Wednesday 14 March 2012

Blowfish

I've added blowfish support to CRiSP - mainly because I wanted to
(add some basic encryption facilities - reasons are too boring to go
into). Each time I added encryption, its been a nuisance - no
matter whether its my own coding or open source offerings.

Its important to ensure the code compiles identically across all
platforms - any compiler bugs, language undefined behavior, or
word sizes - can mean the difference between a file or block not
being decryptable or checksummable on another platform. This behavior
could go unnoticed for years. E.g. I used to do all my development
on Solaris; after a number of years, I switched to Linux. Linux
radically changes over the course of the years. And it would be "not nice"
to find backups of files unreadable due to such a difference in behavior.

Even high quality open source code can blow up (silently) due to
bugs in compilers or 32bit vs 64bit differences. Fortunately, most
modern code is aware of these things, although many RFCs dont understand
the real world (they provide sample algorithms, which may be proven,
years later, to have buggy example implementations).
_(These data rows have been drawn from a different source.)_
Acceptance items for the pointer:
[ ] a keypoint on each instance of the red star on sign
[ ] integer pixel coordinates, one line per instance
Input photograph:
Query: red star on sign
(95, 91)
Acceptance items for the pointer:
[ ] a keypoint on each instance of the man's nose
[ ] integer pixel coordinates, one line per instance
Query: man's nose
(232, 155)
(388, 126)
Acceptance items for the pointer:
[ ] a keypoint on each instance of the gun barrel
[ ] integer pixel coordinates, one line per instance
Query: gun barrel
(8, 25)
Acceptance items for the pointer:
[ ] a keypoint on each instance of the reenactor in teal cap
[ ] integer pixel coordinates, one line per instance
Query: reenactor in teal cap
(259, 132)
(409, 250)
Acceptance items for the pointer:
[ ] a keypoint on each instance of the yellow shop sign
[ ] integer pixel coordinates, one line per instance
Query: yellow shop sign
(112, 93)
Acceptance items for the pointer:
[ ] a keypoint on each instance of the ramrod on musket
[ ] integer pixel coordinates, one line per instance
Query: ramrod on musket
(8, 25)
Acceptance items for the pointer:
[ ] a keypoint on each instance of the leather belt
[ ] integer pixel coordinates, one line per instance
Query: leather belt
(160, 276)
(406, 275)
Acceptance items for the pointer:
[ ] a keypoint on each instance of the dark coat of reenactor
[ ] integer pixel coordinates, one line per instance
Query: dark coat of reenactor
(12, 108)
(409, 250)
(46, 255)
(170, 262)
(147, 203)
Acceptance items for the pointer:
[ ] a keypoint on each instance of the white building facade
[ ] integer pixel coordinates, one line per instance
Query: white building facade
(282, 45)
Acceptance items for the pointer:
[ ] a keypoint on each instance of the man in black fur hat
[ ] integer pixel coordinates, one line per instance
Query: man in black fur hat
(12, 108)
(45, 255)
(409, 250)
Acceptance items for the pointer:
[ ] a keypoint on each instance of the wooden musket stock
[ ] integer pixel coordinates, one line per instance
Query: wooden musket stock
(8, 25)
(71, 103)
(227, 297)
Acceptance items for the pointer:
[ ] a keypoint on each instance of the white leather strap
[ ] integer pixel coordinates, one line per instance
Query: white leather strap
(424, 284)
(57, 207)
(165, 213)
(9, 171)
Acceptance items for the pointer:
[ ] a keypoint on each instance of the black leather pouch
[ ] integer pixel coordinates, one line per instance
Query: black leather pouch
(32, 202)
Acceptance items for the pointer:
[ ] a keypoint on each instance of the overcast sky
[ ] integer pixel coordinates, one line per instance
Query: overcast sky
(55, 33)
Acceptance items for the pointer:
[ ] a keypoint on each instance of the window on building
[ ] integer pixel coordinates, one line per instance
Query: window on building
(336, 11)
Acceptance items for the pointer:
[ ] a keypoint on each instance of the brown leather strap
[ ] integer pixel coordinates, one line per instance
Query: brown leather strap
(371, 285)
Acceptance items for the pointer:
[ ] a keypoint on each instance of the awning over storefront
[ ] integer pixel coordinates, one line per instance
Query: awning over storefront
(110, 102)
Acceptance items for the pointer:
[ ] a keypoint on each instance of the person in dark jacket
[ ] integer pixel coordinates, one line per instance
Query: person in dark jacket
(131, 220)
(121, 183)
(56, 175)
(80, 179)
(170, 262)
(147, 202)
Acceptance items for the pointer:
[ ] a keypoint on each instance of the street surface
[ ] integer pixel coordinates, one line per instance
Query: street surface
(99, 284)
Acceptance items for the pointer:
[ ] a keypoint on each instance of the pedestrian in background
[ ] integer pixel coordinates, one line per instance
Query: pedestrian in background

Good code comes with self-sanity checking (eg encrypt a block and decrypt
should return the right/same answer). But there is little intermediate
checking. Blowfish does this. Heres some sample code:


Blowfish_Init (ctx, (unsigned char*)"TESTKEY", 7);
Blowfish_Encrypt(ctx, &L, &R);
if ((L & 0xffffffffU) != 0xDF333FD2L || (R & 0xffffffffU) != 0x30A71BB4L) {
printf("blowfish_encrypt: L=%lx R=%lx\n", L, R);
printf("wanted: 0xDF333FD2L 0x30A71BB4L\n");
return (-1);
}


Now, when the assertion fails - tracking down the lines of code which
caused the issue is painful - every line of implementation code will
"look" correct, but subtleties in sign-extension or zero filling or
other ISO/C behavior can make obvious code never show the true issue.

All code should ideally have complete test cases, but you dont really
know what to test for, until much much later, and by then, you may
have even forgotten how it (or your own) code works.

I've recently been fixing annoyances in CRiSP and adding small/minor features.

One issue I was recently tracking down was a memory leak in the MacOS port.
MacOS and the development environment is really nice. Using the GUI (X-Code)
is too heavyweight on my frail Mac, but the command line tools are good.
("leaks" is a very nice tool). I spent a lot of effort tracking down
a leak and fixing a piece of code, only to find that in trying to find
a memory leak, involves the Mac tools *causing* a memory leak. (Effectively
no memory is freed when one of the malloc debug options are turned on;
took me ages to realise I had fixed my leak, but whilst monitoring
for leaks, just showed process size growing as malloc was trying to detect
leaks. Sometimes, its the obvious things).

Whilst on the subject of tools, I finally took the plunge and tried
out Clang (2.9). Its a nice tool for static code analysis - and managed
to uncover a few latent bugs in CRiSP, that I never knew existed. Sometimes
I do like compilers with new features which are helpful. (Many gcc
compiler warnings just generate noise, as does Visual Studio).

Meanwhile...back to figuring out why blowfish is not doing what
is expected with my bits....

[Will resume dtrace shortly - I need to forget how it works, before
tackling the next issue on the table - pid provider].